In this study, DAB staining showed higher staining in WT compared to P1 and P8 after both S2 and FS2 treatment (Fig. 7), indicating the accumulation of ROS in P1 and P8 plants was lower than that in WT at S2 and FS2 stages. These results suggested that the ROS scavenging ability of HaFT-1 transgenic plants was stronger than that of WT at S1 and R1 stages, resulting in less peroxide accumulation in HaFT-1 transgenic plants compared to that of WT at the S2 stage. Furthermore, DAB staining of WT and HaFT-1 transgenic plants at the FS2 stage was significantly higher than that at the S2 stage, which further showed that HS priming might reduce the accumulation of peroxide at the S2 stage. Meanwhile, expression of P5CS2 increased at the HS priming stage, accompanied by increased SOD, POD, and proline contents at S1, R1, and S2 stage, and chlorophyll content at the S2 stage in HaFT-1 transgenic Arabidopsis (Fig. 7, 8). Therefore, enhanced peroxide scavenging ability and proline biosynthesis during HS priming might contributed to maintaining chlorophyll stability and reduce cell death at the second HS stage in HaFT-1 transgenic Arabidopsis, leading to a gain of HS tolerance and HS memory.
Taken together, this study characterized HaFT-1 for its role in thermotolerance. HaFT-1 has the transcriptional memory to HS in H. ammodendron. Overexpression of HaFT-1 enhances HS priming and thermotolerance of transgenic Arabidopsis.
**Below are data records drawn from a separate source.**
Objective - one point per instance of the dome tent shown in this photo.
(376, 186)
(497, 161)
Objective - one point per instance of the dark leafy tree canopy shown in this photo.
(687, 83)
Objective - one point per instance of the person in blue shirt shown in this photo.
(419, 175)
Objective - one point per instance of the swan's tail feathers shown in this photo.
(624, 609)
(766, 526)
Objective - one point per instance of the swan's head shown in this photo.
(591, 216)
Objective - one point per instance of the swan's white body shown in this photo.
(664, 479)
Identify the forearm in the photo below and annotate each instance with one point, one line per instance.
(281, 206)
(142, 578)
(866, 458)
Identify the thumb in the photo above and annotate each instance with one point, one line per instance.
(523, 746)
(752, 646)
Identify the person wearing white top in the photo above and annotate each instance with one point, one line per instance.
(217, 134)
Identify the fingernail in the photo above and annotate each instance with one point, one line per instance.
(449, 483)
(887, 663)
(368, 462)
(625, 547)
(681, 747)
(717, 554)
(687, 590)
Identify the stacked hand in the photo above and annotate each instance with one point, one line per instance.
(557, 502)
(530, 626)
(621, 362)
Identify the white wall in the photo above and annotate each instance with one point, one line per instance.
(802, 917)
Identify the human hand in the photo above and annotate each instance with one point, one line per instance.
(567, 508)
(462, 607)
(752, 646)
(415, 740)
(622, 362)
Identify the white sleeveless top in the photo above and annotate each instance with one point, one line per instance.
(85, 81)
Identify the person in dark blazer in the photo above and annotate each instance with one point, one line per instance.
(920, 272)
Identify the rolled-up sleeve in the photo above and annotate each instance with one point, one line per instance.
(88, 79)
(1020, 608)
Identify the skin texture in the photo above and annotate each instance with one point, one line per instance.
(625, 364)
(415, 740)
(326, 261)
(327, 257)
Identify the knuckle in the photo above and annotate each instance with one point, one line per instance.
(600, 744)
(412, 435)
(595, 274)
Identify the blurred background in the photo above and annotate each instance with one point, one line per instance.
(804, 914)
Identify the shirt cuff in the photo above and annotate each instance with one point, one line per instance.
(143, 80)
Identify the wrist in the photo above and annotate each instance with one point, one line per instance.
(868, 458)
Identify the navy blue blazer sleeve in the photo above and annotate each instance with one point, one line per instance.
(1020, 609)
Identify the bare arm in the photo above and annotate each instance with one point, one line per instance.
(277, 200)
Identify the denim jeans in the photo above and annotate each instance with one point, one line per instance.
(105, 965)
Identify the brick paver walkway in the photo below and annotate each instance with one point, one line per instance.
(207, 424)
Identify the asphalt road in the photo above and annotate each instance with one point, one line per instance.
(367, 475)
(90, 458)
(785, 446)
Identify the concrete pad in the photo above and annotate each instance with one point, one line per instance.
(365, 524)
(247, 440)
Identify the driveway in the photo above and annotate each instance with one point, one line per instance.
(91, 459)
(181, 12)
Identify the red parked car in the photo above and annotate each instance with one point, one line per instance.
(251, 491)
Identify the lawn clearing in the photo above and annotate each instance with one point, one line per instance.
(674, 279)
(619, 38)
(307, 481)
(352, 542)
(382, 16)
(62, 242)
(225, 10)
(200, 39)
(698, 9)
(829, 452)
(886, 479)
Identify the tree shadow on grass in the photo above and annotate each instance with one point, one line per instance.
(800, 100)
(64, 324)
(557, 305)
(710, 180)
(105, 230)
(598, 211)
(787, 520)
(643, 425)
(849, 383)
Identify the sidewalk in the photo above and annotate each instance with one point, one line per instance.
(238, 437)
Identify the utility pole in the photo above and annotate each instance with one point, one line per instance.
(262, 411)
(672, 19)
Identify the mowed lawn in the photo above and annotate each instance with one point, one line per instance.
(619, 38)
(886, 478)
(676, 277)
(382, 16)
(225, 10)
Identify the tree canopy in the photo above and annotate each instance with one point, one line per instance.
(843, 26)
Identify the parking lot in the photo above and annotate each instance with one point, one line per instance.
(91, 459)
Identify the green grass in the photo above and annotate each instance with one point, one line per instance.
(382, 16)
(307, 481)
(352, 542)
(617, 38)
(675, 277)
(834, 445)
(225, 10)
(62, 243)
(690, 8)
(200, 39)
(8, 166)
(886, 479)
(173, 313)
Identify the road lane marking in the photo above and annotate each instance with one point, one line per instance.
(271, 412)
Priming-and-triggering treatment in Arabidopsis overexpressing HaFT-1 promoted energy generation and protein metabolism, depressed signal transduction and biosynthesis, and strengthened physiological regulation of proline content and peroxide scavenging activity. This study showed that HaFT-1 is involved in the regulation of acquired thermotolerance rather than basic thermotolerance and its upregulated expression depends on HS priming in H. ammodendron.